The part played by Lee Remick was first offered to Lana Turner, who agreed to take it on the condition that she would wear gowns designed exclusively by her personal couturier, Jean Louis. When director Otto Preminger objected that such gowns were not suitable for the role, Turner turned down the part. Columbia was ready to give in to Turner's demands but Preminger resisted and gave the role to Remick, then almost a beginner.
The "law library" in the courthouse was actually filmed in the Carnegie Public Library in Ishpeming Michigan. The door that was opened in the Courthouse, which is in Marquette, Michigan, was the door to the men's restroom. The movie was filmed on location in Marquette County Michigan.

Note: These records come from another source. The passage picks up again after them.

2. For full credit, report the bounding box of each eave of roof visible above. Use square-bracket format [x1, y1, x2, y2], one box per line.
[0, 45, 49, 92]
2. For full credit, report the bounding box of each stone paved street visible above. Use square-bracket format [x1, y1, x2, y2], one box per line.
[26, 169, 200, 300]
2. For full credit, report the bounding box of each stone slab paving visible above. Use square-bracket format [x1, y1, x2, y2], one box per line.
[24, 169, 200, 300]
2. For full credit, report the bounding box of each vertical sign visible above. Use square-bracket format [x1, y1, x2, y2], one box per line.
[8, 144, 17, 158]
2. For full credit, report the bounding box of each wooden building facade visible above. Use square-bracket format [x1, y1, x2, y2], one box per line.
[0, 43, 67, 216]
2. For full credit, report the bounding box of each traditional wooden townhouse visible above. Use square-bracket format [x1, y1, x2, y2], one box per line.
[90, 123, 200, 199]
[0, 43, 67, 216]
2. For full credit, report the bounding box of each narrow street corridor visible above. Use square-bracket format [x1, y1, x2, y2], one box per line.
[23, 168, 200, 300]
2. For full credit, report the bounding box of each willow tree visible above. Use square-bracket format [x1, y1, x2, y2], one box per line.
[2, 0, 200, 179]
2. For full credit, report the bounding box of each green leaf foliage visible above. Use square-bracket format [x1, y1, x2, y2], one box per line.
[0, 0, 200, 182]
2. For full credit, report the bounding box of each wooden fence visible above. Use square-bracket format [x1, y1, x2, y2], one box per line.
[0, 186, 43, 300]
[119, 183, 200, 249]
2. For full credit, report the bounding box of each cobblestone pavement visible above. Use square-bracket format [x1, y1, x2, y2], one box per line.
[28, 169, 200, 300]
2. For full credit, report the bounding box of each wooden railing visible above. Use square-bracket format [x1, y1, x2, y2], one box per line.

Along with Glory (1989), Crimson Tide (1995), Independence Day (1996), and The Dark Knight (2008), this is one of only five films whose purely orchestral soundtracks won the Grammy Award for Best Score despite not being nominated for an Academy Award for Best Original Score.
When Judge Weaver first introduces himself to the courtroom, he says he is "sitting in temporarily while your good judge Maitland is recovering from a severe illness." Maitland is James Stewart's middle name.
The murder took place at Thunder Bay Inn, on the south shore of Lake Superior. The movie came out 11 years before there was a city of Thunder Bay, Ontario, on the north shore. (Thunder Bay, Ont. was formed by the merger of Fort William and Port Arthur in 1970.)
The fact that James Stewart's middle name is Maitland and the judge who was replaced by the Joseph Welch character was Judge Maitland is coincidental; Judge Maitland was mentioned in Robert Traver's (John Voelker's) novel "Anatomy Of A Murder," which preceded the movie and its casting.
The interior of Barney Quill's bar is not a movie set. It's the interior of the Lumberjack Tavern in Big Bay, Mich.and is the place where the actual murder on which the novel and film are based took place in 1952. This is believed to be first time a movie was filmed at the actual scene of the crime.
Chuck Ramsay, a sportscaster on WBAY in Green Bay, played a small part as an orderly. Whenever the station ran Anatomy of a Murder on its late-night schedule, they always billed it as "starring Chuck Ramsay".
The police car sitting in the parking lot of the jail, is a 1959 Edsel sedan. There is on record a few Edsels used by municipalities, but it was more common to find a Ford, Chevy, or Plymouth in use by law enforcement.
James Daly replaced Pat Hingle in the role of Mitch Lodwick after Hingle was injured in a fall down an elevator shaft. Daly then left the production to appear in a Broadway play and was replaced by Brooks West, the husband of Eve Arden, who appeared as Maida Rutledge in the film.
The trivia item below may give away important plot points.
Anatomy of a Murder" is a faithful recreation of an actual 1952 murder case in which the defense attorney was John Voelker, who wrote the original novel under the pen name Robert Traver. The specifics are the same: An army lieutenant, Coleman Peterson, shot a barkeeper, Maurice Chenoweth, whom he accused of raping his beautiful and often flirtatious wife. The lieutenant pleads not guilty by reason of temporary insanity and a psychiatrist testifies that he suffered an "irresistible impulse." The jury acquits him and the couple then skip town in their mobile home without paying the legal bill, with Peterson leaving a note that he'd had an "irresistible impulse" to leave.